5-day outlook — neutral
30-day outlook — bearish
90-day outlook — bearish-neutral
As all eyes looked to the ECB to buy up Italian bonds nobody wanted, gold rose another 2% as an inflation hedge. Despite some midweek weakness that took it briefly below $1750, gold closed near $1790. My forecast was wide of the mark here, mostly because I did not anticipate Monday’s strength. Gold rose despite the tight Mars-Neptune opposition that day. While I did allow for the possibility that this aspect could manifest later such as Wednesday’s Neptune station, I never fully explored the alternate scenario that a rise could precede the decline. Part of my problem is that I am anticipating the impact of this Saturn ingress into Libra which is due this week. I had expected a little more stress beforehand but it seems I was wrong. We may have to wait a little while longer until Saturn is fully in Libra so the new dynamic can take hold. Technically gold looks a little stretched at these levels. It is taking a run at the $1800 resistance level again but it is somewhat overbought. The trend is still up, however, as MACD is in a bullish crossover and RSI is above the 50 line. The 20 DMA is on the rise and price is above both the 20 and 50 DMA. Wednesday’s pullback tested support at those lines so we may see dips to this level bought by aggressive bulls seeking value. However, gold appears to be forming a bearish rising wedge pattern off its September low. A break below its bottom trend line at $1750 might invite the completion of this pattern with a waterfall decline. It’s not a strongly defined pattern but it is one possible interpretation of the chart.

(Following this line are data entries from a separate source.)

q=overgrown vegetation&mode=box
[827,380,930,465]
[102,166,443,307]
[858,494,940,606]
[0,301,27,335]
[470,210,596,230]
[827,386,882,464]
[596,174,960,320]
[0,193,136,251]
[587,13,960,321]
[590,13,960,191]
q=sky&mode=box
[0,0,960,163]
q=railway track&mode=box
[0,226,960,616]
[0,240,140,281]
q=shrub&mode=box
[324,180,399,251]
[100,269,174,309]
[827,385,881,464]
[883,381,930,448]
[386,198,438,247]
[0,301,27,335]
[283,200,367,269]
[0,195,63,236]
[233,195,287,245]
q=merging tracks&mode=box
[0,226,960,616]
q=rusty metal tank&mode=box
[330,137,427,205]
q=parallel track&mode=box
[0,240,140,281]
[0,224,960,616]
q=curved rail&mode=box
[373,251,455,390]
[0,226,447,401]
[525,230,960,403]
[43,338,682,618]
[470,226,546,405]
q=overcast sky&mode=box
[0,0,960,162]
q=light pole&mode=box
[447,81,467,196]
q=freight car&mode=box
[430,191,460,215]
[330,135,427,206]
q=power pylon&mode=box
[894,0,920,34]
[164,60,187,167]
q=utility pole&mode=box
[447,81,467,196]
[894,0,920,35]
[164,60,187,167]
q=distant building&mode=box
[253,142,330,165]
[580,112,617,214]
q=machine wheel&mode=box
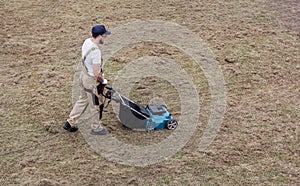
[167,119,178,130]
[147,126,154,133]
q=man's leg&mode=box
[67,87,88,127]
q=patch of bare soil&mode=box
[0,0,300,185]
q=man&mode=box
[63,25,110,135]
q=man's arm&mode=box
[93,64,103,82]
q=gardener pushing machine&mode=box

This week will be an important test of Saturn’s effect on gold. Monday will see Saturn enter Libra just as Rahu conjoins Mercury and Venus. A sizable move here is more likely here, and the direction should be down, although it is also possible that we could see a gain. There is a good chance that we will see some downside here as the Sun forms a minor aspect with Saturn on Thursday. Gains are perhaps likely Tuesday and especially Wednesday as Mars is aspected by Jupiter. Friday also could be bullish as the Moon conjoins Mars. Given that gold is up against some resistance and the planets look iffy, there is a reasonable chance that gold will decline this week. That said, I would not be hugely surprised to see it hold steady or make another run higher to $1800. I do think gold will decline in the near term although pinning down just when that Saturn will manifest is more of an open question. Next week looks dicier as the Sun comes under the aspect of Mars. The second half of the week looks somewhat more bullish as the Sun is in aspect with Jupiter. The period starting Nov 28 looks more troubled for gold as the Sun-Mars aspect is that much closer. This is the most likely time for a significant retrace in gold. The corrective move should continue at least into mid-December. How low gold falls is hard to say, although a retest of the September low of $1550 is definitely possible and we could conceivably fall beyond that. Another rally attempt is likely in late December that continues into January. Another move lower looks likely for February and March.